I pitch the tent in a campground at Esquel for 15 pesos, first hot shower in five days. It is cool mountainous country with tall poplars and touristy. I eat at the gas station across the road. I should have made the effort to cook, but still have not found either Coleman or naphthalene fuel. Quick food trumps everything after 12 hours of biking.

I travel without a road map, instead, I use the small-scale maps in the back of the excellent Footprint Patagonia guidebook. The sun is always on my left and the compass around my neck confirms I am heading south. Now I leave the highway onto rough gravel and am relieved there are road signs. I am entering the foothills and disappear into the narrow steep glaciated valleys. There is a constant roar of falling water. Every other day is sunny and clothes dry on the bike as I travel. I have one set of clothes and three sets of under garments, this system works well and throughout the trip I always manage to keep one set dry. I wash clothes, myself and drink from the cascades falling off the cliffs by the roadside. Food is bread, sardines and oats, oats and more oats.

“Use the gears. Why don’t you use the gears?” Says the cyclist, as I pushed the bike up the hill. I had marvelled how a Dutch couple cruised effortlessly up a hill. Twice I flew past them downhill and then they passed me as I pushed the bike uphill. My bike has 24 gears; however, my biking experience is limited to the gear-free bikes of the sixties. I regarded the array of gears like the superfluous buttons on a computer keyboard. I assumed bike gears worked on the same principal as those of a car; it is of course the opposite.
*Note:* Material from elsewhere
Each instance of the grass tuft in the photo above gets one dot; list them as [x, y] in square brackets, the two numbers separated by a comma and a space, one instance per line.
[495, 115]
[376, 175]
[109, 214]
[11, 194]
My strong knees from years of galloping racehorses compensate for my idiocy. The rough gravel road is narrow and sinuous; cycling is reduced to concentrating a few feet in front to avoid the holes and rocks. A welcome surprise is the support and encouragement from the occasional passing vehicle. The drivers all hoot, wave and give the thumbs-up. This support continues throughout Chile and is a wonderful complement to the stunning scenery.

The village of Futaleufu is a collection of wooden houses, no shops in sight. This is considered the finest white water in the Southern Hemisphere. Grade 2 -5. Much as I love rafting, I am already chilled and cannot face an icy wetsuit or numbed body. When I took my gloves off at the border my fingers were bone white, they quickly warmed when I switched to ski mitts with liners. It is midday and I pushed on to a dot on the map called Ramirez. In the desert, time and distance are easy to quantify, the horizon is roughly 50km away and time is measured by increments of two horizons a day. Here the road snakes through a series of narrow glaciated valleys. Vision is restricted to a few dozen metres and the dense foliage amplifies the forlorn seclusion. Azaleas blossom in perfusion and the occasional stray cow grazes the ‘long acre’; it is reminiscent of a forgotten back entrance to a ruined demesne in the west of Ireland. A road sign with the word ‘profuna’ warns that a chunk of road is gone and the hazard is potentially life altering. A long day of rough biking through a maze of mountainous greenery, as dusk falls my doubts increase and I feel that I am lost in a maze. Finally, a bridge sign reads, Puerto Ramirez, followed by one for a cabana. Dinner is half a cow’s vertebrae and minced fish.

I join the Austral Carretara at Villa Santa Lucie. The reason I am here is because I read Alistair Humphries’ pair of book about his five-year bike trip around the world. He said this was one of the finest sections. The reason the road exists is because Pinochet had much in common with Roman emperors. The genocide and human rights abuses made the headlines. The economic damage was equally devastating. Health and education funding was slashed in half during his ten year rule and the manufacturing percentage of the economy dropped to the level it had been in the 1940s.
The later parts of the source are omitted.